Sarah-Léonie Cysique au pied du podium

Trois Français engagés ce mardi et une nouvelle cinquième place pour l’équipe de France féminine, cette fois-ci pour Sarah-Léonie Cysique en -57kg. Un résultat forcément frustrant, mais franchement prometteur surtout. Un Japon qui continue à engranger avec la victoire attendue et logique de Shohei Ono, irrésistible aujourd’hui, et l’argent pour Tsukasa Yoshida, battue en finale par une ex-compatriote, Christa Deguchi, qui offre son premier titre mondial au Canada. Une troisième journée au niveau dantesque où les places sur les podiums, à l’image du combat homérique entre l’Azerbaïdjanais Hidayat Heydarov et le Tadjik Somon Makhmadbekov pour le bronze (avec un golden score de 7’45 !), valent très (très) chères.

Cysique marque des points

C’était l’une des deux catégories doublées par le staff féminin de Larbi Benboudaoud, avec Hélène Receveaux et Sarah-Léonie Cysique sur la ligne de départ ce matin.
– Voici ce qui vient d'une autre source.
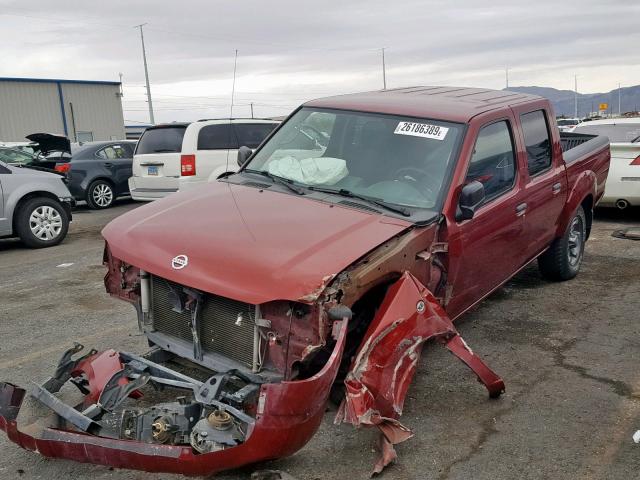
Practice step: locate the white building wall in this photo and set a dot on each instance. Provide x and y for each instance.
(28, 107)
(96, 109)
(35, 106)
En haut du tableau, Receveaux l’Orléanaise se défaisait au premier tour de la Belge Lieber sur un joli travail au sol conclu en immobilisation. Mais au tour suivant, la médaillée mondiale de Budapest 2017 retrouvait la championne du monde en titre et n°1 mondiale, la Japonaise Tsukasa Yoshida. Un combat où la Tricolore ne put pas faire face et qu’elle perdra sur un ude-garami très douloureux puisqu’on apprenait rapidement qu’il y avait blessure et donc forfait de Receveaux pour l’épreuve par équipes de dimanche.
De son côté, Sarah-Léonie Cysique bénéficiait à première vue d’un tirage qui pouvait laisser espérer de bonnes choses pour la double championne de France et double médaillée au Grand Chelem d’Allemagne (2018 et 2019). Passant les tours avec la belle autorité de sa jeunesse, de sa confiance et de son talent  brut, la vice-championne du monde juniors 2018 retrouvait l’une des grandes favorites (et finalement future championne), la Canadienne Deguchi, en quart de finale. Très percutante, la Française contrait une tentative de harai-goshi de son adversaire pour mener dans ce combat. Mais dès la reprise, Deguchi, sur un déplacement latéral de Cysique, lançait un hashi-guruma à la vitesse de la lumière. Réussissant parfaitement à se remobiliser, elle contrait en repêchages la Kosovare Gjakova, vice-championne d’Europe en titre, pour aller chercher le bronze contre la championne olympique, Rafaela Silva. Déterminée au kumikata, sans timidité, la Française lançait un de ses mouvements forts, un sasae-tsuri-komi-ashi… que la Brésilienne dans un mouvement en sen no sen contrait en sumi-otoshi. Waza-ari. Cysique ne lâchait rien et mettait alors une pression d’enfer sur la Brésilienne qui baissait de pied mais ne craquait pas.
Troisième cinquième place pour l’équipe de France féminine. Si celle de Mélanie Clément était encourageante, celle d’Amandine Buchard décevante, celle de Sarah-Léonie Cysique est d’abord très engageante : allant toujours de l’avant, tranchante, bien en sensations, constante, ne se posant visiblement aucune question, la Tricolore a enthousiasmé tout le monde, s’est construit une réputation mondiale et a marqué aussi beaucoup de points ce mardi dans la perspective d’une première sélection olympique, à tout juste vingt-et-un ans. Elle perd contre deux leaders de la catégorie, mais en ayant fait plus que se défendre (elle est la seule à marquer un waza-ari à Deguchi aujourd’hui) et en montrant un visage conquérant.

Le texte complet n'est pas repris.